Oliveira Felipe L, Luan Binquan, Esteves Pierre M, Steiner Mathias, Neumann Barros Ferreira Rodrigo
IBM Research, Av. República do Chile, 330, Rio de Janeiro, Rio de Janeiro CEP 20031-170, Brazil.
Instituto de Química, Universidade Federal do Rio de Janeiro, Av. Athos da Silveira Ramos, 149, CT A-622, Cid. Univ., Rio de Janeiro, Rio de Janeiro 21941-909, Brazil.
J Chem Theory Comput. 2024 Oct 8;20(19):8559-8568. doi: 10.1021/acs.jctc.4c00417. Epub 2024 Sep 18.

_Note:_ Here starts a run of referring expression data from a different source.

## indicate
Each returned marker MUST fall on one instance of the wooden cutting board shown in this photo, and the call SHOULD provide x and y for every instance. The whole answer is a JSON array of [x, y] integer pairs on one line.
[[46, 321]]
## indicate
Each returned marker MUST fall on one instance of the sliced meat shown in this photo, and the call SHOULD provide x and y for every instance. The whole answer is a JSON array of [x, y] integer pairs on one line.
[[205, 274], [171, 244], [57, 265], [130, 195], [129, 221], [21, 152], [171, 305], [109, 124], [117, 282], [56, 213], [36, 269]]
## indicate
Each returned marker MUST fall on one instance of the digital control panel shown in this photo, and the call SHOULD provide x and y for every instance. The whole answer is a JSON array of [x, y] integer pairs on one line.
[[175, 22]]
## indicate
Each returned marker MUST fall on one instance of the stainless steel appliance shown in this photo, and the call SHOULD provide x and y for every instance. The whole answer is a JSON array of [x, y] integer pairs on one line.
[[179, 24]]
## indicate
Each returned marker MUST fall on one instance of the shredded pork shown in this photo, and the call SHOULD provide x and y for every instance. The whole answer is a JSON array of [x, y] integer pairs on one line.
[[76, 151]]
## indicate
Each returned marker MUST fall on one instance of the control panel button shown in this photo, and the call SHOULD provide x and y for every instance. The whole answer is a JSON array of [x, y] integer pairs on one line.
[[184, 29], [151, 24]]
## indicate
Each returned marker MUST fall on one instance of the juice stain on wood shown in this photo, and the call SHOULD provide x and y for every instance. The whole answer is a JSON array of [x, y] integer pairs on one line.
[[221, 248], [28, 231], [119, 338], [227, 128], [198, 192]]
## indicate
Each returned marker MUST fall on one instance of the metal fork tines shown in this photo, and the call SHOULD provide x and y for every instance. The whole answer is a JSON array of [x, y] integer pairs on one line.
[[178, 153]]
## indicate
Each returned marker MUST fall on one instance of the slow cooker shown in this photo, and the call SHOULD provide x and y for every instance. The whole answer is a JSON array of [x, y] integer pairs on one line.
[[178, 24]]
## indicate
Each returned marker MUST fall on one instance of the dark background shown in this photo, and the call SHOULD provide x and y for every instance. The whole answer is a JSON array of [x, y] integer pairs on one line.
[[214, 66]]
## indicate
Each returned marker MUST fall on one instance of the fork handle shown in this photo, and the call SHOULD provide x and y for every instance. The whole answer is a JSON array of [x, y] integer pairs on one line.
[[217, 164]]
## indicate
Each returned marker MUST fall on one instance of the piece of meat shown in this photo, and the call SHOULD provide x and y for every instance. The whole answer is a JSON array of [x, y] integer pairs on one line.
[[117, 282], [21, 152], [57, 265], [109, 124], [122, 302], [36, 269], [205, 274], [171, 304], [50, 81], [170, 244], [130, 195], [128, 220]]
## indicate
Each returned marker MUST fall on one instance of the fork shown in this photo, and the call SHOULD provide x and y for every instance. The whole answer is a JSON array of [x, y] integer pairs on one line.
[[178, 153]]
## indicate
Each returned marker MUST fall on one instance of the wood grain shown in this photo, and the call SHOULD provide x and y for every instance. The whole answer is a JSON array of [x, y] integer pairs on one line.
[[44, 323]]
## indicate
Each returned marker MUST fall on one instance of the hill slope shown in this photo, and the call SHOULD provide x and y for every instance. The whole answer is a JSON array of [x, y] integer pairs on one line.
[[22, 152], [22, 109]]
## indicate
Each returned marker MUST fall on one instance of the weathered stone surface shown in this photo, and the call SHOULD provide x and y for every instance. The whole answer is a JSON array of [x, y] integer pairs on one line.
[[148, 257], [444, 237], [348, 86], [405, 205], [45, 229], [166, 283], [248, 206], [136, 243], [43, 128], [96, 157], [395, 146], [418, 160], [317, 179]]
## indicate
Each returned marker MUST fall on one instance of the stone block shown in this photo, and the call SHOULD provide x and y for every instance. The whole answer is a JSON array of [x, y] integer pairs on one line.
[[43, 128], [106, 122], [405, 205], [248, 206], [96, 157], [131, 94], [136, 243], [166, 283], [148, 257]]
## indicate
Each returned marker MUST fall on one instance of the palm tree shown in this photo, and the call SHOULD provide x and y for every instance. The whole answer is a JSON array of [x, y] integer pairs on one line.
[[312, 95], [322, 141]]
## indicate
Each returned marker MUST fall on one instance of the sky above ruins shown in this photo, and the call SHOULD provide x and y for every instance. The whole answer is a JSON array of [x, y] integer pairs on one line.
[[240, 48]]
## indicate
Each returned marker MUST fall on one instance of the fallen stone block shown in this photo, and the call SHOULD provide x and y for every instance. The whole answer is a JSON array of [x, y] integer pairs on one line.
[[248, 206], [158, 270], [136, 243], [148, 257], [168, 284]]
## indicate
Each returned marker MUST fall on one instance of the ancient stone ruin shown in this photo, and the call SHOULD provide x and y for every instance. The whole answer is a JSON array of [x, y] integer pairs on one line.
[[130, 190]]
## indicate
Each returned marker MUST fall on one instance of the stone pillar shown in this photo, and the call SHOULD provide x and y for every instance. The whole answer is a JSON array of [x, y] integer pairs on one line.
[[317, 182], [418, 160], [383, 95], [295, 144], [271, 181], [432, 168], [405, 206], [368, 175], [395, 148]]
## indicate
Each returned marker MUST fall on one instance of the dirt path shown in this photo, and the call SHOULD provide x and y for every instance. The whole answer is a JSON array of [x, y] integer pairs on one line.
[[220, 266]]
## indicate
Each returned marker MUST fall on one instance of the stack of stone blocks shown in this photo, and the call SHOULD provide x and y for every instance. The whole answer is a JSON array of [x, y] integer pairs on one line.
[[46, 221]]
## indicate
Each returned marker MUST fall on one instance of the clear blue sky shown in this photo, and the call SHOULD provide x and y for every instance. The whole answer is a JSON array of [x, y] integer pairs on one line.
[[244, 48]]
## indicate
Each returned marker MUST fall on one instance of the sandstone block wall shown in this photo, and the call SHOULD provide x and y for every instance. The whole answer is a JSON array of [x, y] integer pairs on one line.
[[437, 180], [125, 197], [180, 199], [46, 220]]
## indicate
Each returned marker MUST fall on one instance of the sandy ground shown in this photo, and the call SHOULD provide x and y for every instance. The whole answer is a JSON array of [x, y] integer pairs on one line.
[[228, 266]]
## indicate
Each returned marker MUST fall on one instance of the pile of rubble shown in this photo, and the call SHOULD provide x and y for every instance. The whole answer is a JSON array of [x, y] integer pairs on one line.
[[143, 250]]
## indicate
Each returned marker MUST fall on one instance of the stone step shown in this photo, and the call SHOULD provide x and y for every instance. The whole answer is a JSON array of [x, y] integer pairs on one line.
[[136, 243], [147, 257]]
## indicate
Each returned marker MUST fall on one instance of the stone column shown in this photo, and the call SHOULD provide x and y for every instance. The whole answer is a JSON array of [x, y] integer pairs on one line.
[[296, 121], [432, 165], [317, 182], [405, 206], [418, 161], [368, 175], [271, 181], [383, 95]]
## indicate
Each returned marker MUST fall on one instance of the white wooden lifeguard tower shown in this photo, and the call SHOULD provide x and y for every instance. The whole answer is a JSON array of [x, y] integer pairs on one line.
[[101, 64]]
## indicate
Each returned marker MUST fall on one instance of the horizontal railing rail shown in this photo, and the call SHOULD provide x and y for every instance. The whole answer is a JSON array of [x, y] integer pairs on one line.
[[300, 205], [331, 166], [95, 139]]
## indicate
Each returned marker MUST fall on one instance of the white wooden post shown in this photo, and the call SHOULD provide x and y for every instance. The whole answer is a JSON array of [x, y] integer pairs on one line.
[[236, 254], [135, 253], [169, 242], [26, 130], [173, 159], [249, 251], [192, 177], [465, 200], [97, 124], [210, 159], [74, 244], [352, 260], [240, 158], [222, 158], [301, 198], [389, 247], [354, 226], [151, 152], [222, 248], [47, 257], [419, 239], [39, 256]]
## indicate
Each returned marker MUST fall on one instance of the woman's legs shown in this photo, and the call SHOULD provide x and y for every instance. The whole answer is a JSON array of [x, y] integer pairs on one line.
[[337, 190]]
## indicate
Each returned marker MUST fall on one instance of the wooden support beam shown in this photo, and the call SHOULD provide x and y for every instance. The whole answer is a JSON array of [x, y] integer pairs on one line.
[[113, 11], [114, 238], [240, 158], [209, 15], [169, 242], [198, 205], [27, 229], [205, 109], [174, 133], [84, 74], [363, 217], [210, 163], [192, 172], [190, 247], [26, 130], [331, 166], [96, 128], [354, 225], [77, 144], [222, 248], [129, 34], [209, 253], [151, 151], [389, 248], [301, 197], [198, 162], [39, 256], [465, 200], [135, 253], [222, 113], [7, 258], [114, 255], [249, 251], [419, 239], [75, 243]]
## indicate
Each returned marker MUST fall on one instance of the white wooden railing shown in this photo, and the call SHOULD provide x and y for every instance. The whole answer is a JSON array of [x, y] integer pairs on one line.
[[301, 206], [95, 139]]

Automated molecular simulations are used extensively for predicting material properties. Typically, these simulations exhibit two regimes: a dynamic equilibration part, followed by a steady state. For extracting observable properties, the simulations must first reach a steady state so that thermodynamic averages can be taken. However, as equilibration depends on simulation conditions, predicting the optimal number of simulation steps is impossible. Here, we demonstrate the application of the Marginal Standard Error Rule (MSER) for automatically identifying the optimal truncation point in Grand Canonical Monte Carlo (GCMC) simulations. This novel automatic procedure determines the point at which a steady state is reached, ensuring that figures of merit are extracted in an objective, accurate, and reproducible fashion. In the case of GCMC simulations of gas adsorption in metal-organic frameworks, we find that this methodology reduces the computational cost by up to 90%. As MSER statistics are independent of the simulation method that creates the data, this library is, in principle, applicable to any time series analysis in which equilibration truncation is required. The open-source Python implementation of our method, pyMSER, is publicly available for reuse and validation at https://github.com/IBM/pymser.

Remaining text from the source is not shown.